CitySeeker: How Do VLMS Explore Embodied Urban Navigation With Implicit Human Needs?
This addresses the challenge of 'last-mile' navigation for users in dynamic urban environments, though it is incremental as it builds on existing VLM navigation benchmarks by focusing on implicit needs.
The paper tackles the problem of Vision-Language Models (VLMs) interpreting implicit human needs (e.g., 'I am thirsty') for embodied urban navigation, introducing the CitySeeker benchmark with 6,440 trajectories across 8 cities, and finds that top-performing models achieve only 21.1% task completion.
Vision-Language Models (VLMs) have made significant progress in explicit instruction-based navigation; however, their ability to interpret implicit human needs (e.g., "I am thirsty") in dynamic urban environments remains underexplored.

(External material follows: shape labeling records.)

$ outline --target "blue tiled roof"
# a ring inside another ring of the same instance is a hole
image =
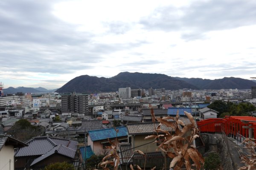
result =
[[[115,118],[115,119],[119,118],[119,115],[117,114],[116,115],[114,115],[114,118]]]
[[[167,111],[168,115],[176,115],[177,113],[177,110],[179,110],[179,115],[185,115],[184,111],[191,113],[191,108],[169,108]]]
[[[83,160],[84,160],[84,147],[81,147],[79,149],[80,150],[80,153],[81,153],[81,155],[82,155],[82,157],[83,158]],[[92,150],[92,148],[90,147],[90,145],[87,146],[86,146],[86,159],[90,158],[92,155],[93,154],[93,150]]]
[[[206,108],[207,106],[209,105],[209,104],[198,104],[198,107],[199,108]]]
[[[116,129],[119,130],[117,133],[117,137],[125,136],[128,135],[126,127],[121,126],[116,128]],[[108,138],[113,138],[116,137],[116,133],[113,128],[90,130],[89,131],[88,133],[92,141],[105,139]]]

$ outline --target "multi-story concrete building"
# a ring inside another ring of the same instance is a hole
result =
[[[89,114],[89,96],[87,94],[64,94],[61,96],[62,113],[75,112]]]
[[[30,106],[31,101],[24,96],[10,96],[0,97],[0,106],[14,106],[24,108]]]
[[[142,96],[142,89],[131,89],[131,95],[132,98],[134,97]]]
[[[192,92],[191,91],[183,91],[182,96],[191,98],[192,97]]]
[[[148,89],[148,96],[154,95],[154,91],[152,88]]]
[[[256,86],[252,87],[252,99],[256,99]]]
[[[119,88],[118,89],[119,98],[122,99],[129,99],[131,97],[131,89],[130,87],[126,88]]]

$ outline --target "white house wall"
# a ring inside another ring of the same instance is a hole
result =
[[[14,150],[13,145],[3,146],[0,151],[0,170],[14,170]]]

This paper introduces CitySeeker, a novel benchmark designed to assess VLMs' spatial reasoning and decision-making capabilities for exploring embodied urban navigation to address implicit needs. CitySeeker includes 6,440 trajectories across 8 cities, capturing diverse visual characteristics and implicit needs in 7 goal-driven scenarios. Extensive experiments reveal that even top-performing models (e.g., Qwen2.5-VL-32B-Instruct) achieve only 21.1% task completion. We find key bottlenecks in error accumulation in long-horizon reasoning, inadequate spatial cognition, and deficient experiential recall. To further analyze them, we investigate a series of exploratory strategies-Backtracking Mechanisms, Enriching Spatial Cognition, and Memory-Based Retrieval (BCR), inspired by human cognitive mapping's emphasis on iterative observation-reasoning cycles and adaptive path optimization. Our analysis provides actionable insights for developing VLMs with robust spatial intelligence required for tackling "last-mile" navigation challenges.